Overall, US relations with the two Koreas are in a wait-and-see mode, with all three governments delaying significant steps until after the November US presidential election.

Diplomatic Doldrums: ASEAN Loses Momentum in the Pandemic as Security Tensions Rise

As Southeast Asia struggles to gain traction in the COVID-19 pandemic and address the economic damage it has imposed, leaders are hobbled by travel restrictions and other conditions that make forging a regional approach to the virus more difficult. Although most states have launched partial and cautious reopening strategies, most intergovernmental business is still conducted online. This will remain the case for the rest of 2020, given widespread fears of a second surge of the coronavirus. In the meantime, several leaders face political challenges as their domestic populations struggle under the worst recession in years. Diplomatic traffic is ordinarily busy in the summer in Southeast Asia, but this year the Shangri-la Dialogue in Singapore was cancelled, the ASEAN Summit forced to go online, and the ASEAN Regional Forum (ARF) pushed into the early fall, also to be conducted by video. Security tensions were not held in abeyance by COVID, and may have been exacerbated by it. China’s attempts to disrupt oil and gas explorations of the Southeast Asian claimants in the South China Sea evoked an unusually strong statement from Washington in mid-July; the reactions of the Southeast Asian claimants, particularly Vietnam and the Philippines, were a litmus test in part of their confidence in the US to ameliorate the situation. A security crisis of a different sort continued as the Mekong River entered its second year of drought, raising concerns about upstream dams controlled by China.

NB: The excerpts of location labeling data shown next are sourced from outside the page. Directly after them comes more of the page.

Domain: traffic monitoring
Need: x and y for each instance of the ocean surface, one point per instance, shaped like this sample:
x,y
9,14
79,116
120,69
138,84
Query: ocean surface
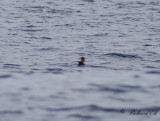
x,y
42,40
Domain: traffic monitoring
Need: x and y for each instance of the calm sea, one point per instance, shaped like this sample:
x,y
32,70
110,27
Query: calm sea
x,y
41,42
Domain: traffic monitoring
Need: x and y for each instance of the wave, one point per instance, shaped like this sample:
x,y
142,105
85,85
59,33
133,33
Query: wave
x,y
123,55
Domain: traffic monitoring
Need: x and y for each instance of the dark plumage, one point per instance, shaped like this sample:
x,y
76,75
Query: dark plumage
x,y
80,63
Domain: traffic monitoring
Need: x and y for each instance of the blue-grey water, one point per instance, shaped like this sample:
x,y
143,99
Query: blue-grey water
x,y
42,40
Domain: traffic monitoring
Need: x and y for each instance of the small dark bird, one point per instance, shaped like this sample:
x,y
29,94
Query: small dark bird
x,y
80,63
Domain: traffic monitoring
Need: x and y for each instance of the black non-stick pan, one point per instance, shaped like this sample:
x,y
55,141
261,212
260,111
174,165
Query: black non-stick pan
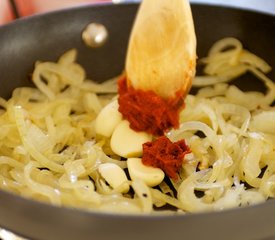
x,y
46,37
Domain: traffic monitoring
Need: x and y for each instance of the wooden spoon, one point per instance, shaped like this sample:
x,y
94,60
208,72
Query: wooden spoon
x,y
162,49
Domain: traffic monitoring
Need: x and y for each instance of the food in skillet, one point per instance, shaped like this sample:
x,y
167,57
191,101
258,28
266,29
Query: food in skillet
x,y
58,144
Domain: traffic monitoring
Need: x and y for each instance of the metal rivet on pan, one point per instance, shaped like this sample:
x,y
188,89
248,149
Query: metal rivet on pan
x,y
95,35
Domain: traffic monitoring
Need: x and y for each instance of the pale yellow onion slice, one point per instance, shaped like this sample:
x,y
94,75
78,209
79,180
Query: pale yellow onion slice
x,y
162,48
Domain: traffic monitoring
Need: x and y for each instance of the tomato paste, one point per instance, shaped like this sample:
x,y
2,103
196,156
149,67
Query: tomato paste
x,y
148,112
164,154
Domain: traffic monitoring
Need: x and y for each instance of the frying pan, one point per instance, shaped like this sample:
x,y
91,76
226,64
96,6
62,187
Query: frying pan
x,y
46,37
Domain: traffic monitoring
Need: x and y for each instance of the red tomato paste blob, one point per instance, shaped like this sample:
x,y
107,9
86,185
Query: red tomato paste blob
x,y
148,112
164,154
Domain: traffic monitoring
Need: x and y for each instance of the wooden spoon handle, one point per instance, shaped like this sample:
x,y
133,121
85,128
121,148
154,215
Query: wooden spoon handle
x,y
162,49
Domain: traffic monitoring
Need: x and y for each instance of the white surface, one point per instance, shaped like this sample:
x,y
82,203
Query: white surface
x,y
259,5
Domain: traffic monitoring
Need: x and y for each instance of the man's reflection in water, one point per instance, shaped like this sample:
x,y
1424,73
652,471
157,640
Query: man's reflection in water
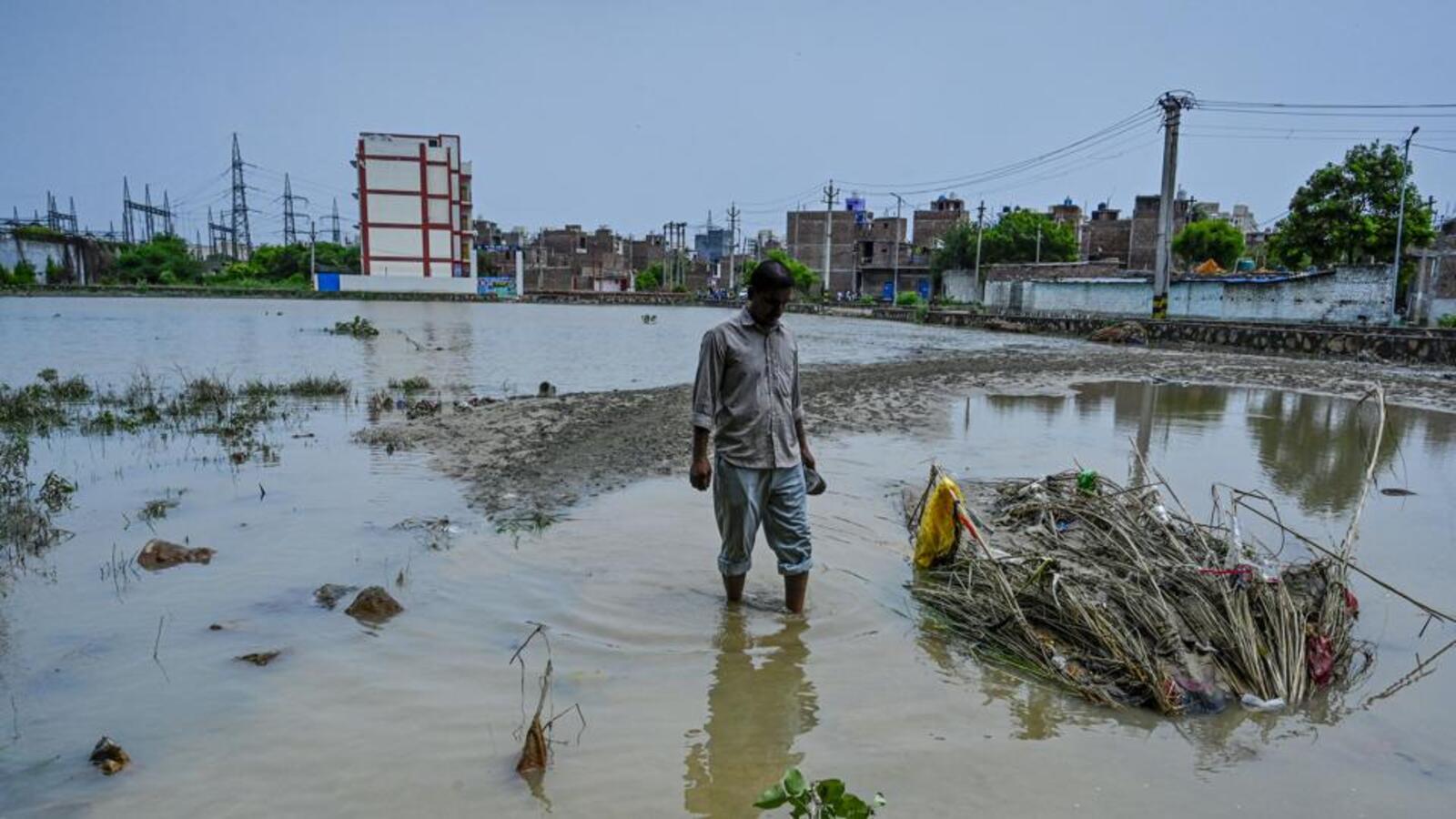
x,y
757,705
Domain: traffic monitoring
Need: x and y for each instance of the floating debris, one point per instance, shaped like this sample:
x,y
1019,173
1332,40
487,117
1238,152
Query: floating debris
x,y
357,329
160,554
259,658
1126,332
109,756
1103,589
331,593
373,605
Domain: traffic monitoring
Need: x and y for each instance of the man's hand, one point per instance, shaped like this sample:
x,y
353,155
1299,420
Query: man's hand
x,y
807,458
703,474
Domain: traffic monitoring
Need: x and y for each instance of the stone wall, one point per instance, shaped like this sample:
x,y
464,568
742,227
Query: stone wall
x,y
1390,344
82,258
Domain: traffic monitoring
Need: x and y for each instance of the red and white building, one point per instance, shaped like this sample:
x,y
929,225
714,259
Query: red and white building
x,y
414,207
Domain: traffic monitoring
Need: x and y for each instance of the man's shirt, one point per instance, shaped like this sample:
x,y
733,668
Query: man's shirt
x,y
747,392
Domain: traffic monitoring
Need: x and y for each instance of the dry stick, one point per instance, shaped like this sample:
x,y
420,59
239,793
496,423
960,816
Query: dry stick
x,y
1315,545
1416,675
157,643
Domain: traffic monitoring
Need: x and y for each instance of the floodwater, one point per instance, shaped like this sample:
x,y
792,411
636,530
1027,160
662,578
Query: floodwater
x,y
689,709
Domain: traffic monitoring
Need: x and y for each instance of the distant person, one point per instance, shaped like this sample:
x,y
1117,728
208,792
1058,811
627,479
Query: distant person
x,y
746,397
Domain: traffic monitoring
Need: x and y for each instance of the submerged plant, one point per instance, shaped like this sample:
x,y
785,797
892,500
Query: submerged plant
x,y
357,327
822,799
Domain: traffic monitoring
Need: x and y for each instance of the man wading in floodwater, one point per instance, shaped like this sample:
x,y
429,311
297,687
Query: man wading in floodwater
x,y
747,397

China Faces Stronger US Opposition in South China Sea

Beijing responded methodically to a major escalation in US challenges to Chinese expansionism in the South China Sea. Officials from Xi Jinping on down reached out to Southeast Asian countries with emphasis on growing economic relations and cooperation in countering COVID-19. Top-level officials generally eschewed public criticism of the United States on South China Sea issues, while government ministries and official and unofficial media used sometimes tough language in criticizing Washington. Overall, Beijing registered satisfaction that ASEAN adopted a neutral stance and most other states showed little sign of leaning toward the US against China.